Ten days after the world saw One Flew Over The Cuckoo’s Nest for the first time, Bill Gates first used the word Microsoft.
44 years later, the world is dominated by technology. Blockbuster films are provided budgets that could rescue war-torn countries and special effects can make us all but believe dinosaurs are mingling with humans once more. Why is it that a relatively low-budget comedy-drama from the mid-70s remains one of the greatest feats of cinema ever?
Of course, things get off to a good start with the fact that front and centre we have the inimitable Jack Nicholson. The Shining hadn’t even been written yet, but already we can see his trademark blend of crazy and endearing being birthed in the altogether less-murdery Randle McMurphy.
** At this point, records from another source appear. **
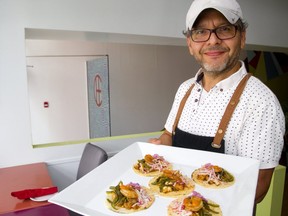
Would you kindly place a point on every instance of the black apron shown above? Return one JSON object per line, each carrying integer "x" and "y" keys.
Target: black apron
{"x": 213, "y": 144}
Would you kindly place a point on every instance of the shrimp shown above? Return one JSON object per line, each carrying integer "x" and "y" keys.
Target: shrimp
{"x": 128, "y": 191}
{"x": 193, "y": 203}
{"x": 149, "y": 159}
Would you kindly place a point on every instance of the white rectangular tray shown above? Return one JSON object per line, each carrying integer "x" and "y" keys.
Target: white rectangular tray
{"x": 87, "y": 196}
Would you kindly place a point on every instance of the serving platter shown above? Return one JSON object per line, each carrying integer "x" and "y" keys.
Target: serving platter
{"x": 87, "y": 196}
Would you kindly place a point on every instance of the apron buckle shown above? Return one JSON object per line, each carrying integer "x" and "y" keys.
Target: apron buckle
{"x": 215, "y": 145}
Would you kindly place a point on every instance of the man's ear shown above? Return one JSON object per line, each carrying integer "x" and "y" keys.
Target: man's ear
{"x": 189, "y": 44}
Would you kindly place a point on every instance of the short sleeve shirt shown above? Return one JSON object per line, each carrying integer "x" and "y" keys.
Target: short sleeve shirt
{"x": 256, "y": 128}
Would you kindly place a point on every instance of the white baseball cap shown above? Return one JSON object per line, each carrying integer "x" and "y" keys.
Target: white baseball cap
{"x": 229, "y": 8}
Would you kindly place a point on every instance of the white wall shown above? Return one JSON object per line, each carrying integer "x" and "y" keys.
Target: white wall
{"x": 268, "y": 21}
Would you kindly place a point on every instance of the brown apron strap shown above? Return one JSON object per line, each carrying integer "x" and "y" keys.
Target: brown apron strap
{"x": 181, "y": 106}
{"x": 229, "y": 111}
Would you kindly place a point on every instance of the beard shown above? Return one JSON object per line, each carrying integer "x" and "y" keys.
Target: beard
{"x": 220, "y": 67}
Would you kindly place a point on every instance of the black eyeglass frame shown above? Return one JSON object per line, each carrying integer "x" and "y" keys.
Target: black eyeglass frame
{"x": 189, "y": 32}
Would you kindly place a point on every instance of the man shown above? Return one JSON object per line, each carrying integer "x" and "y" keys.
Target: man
{"x": 216, "y": 33}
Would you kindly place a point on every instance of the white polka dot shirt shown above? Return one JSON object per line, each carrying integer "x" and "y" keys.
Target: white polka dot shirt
{"x": 256, "y": 128}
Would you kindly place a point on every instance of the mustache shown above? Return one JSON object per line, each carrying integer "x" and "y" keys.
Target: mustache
{"x": 214, "y": 48}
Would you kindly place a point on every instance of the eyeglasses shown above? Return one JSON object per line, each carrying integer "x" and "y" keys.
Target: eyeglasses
{"x": 222, "y": 33}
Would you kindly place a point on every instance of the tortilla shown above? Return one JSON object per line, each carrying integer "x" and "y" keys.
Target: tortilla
{"x": 194, "y": 204}
{"x": 171, "y": 183}
{"x": 213, "y": 176}
{"x": 151, "y": 165}
{"x": 129, "y": 198}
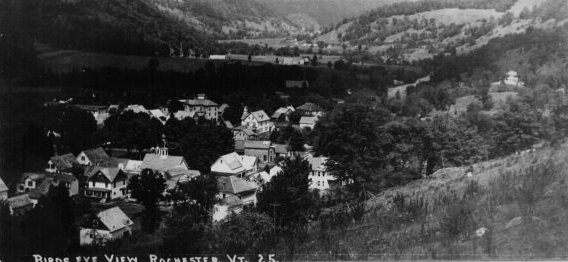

He’s supported by an ensemble cast full of underdogs and future stars. For example, Doc Brown himself Christopher Lloyd made his acting debut as Max Taber, while Danny DeVito’s bouncy personality perfectly forms Martini. Jazz musician Scatman Crothers appears as Orderly Turkle, getting on surprisingly well with Nicolson’s character just five years before Nicholson would axe him directly in the back in the guise of Jack Torrance…
On the more subtle side, Will Sampson, William Redfield and Brad Dourif capture the tragedy of the setting in their work as Chief Bromden, Dale Harding and Billy Bibbit respectively. However, the standout performance for me is always that of Sydney Lassick. His role as a squeaky, supportive sidekick Charlie Cheswick is emotionally charged, capturing his character’s anxiety and good nature with equal impact. He’s also gifted with some of the best lines in the entire film: “I want my cigarettes!”. Luckily, he doesn’t meet the same tragic end as in the Ken Kesey novel.
We also can’t forget Nurse Ratched, played by Louis Fletcher. While the Alabamian actress may well have peaked with One Flew (her roles afterwards include Exorcist II: The Heretic and Cruel Intentions), it’s undeniable that this is an astonishing acting performance. In a world that includes the Joker, Emperor Palpatine and Hannibal Lecter, Nurse Ratched might well still take home most evil villain trophy. From her dead glare to her direct role in Billy’s suicide, she manages to inspire pure loathing every time she appears on screen. While she’s a little battered up by the end of the film, just the idea that she survived still seems like a monumental injustice.
In a film built around such a serious topic, the range of its humour is impressive. Plenty of classic films were funny once upon a time don’t stand up anymore, this is evergreen humour. You just don’t get tired of seeing the exhaustion in McMurphy’s eyes as Martini continually fails to understand poker, and you can’t help but grin when Harding (slightly politically incorrectly these days) portrays himself as a ‘little Mary Anne’.
Inevitably, the film ends with a much less light-hearted feeling. Now, I don’t tend to cry at films. Yet despite having seen One Flew at least twenty times, it’s easily the closest I come every single time. The whole debacle kicks off with Billy’s suicide, and though we’re all shouting at him not to, McMurphy just can’t help himself and jumps onto Ratched. That first brief second we see him being returned to his bed provides a jolt of relief, but this subsides pretty quickly when it becomes clear something far worse has taken place. In a confusing, bittersweet moment, Chief puts his friend out of his misery and escapes. Every single time, I have absolutely no idea how to feel.
One of the most continually relevant features of the film is its depiction of mental health issues. At the time, this was largely overlooked in the public consciousness, but as it becomes a more talked about part of everyday life, the depictions within the film become even more poignant. While the general idea of pretending to be mentally ill doesn’t exactly hold up, the portrayals of delusion, paranoia and bipolar shine an important, largely accurate, light on these conditions.
It’s no surprise that One Flew is one of just three (the other films being Silence Of The Lambs and It Happened One Night) to win the ‘big five’ at the Academy Awards. It’s also no surprise that Jack Nicholson is regarded as one of the best actors of all time, that Nurse Rachet appears on every list of most evil film villains, that the ending is still tear-jerking every time.
In 6 years, this film will be 50 years old. In 56, it’ll be 100 and not a single person involved in its creation will be around to see it. But I’ll put my money on it being just as relevant, funny and interesting as it is today and was 44 years ago.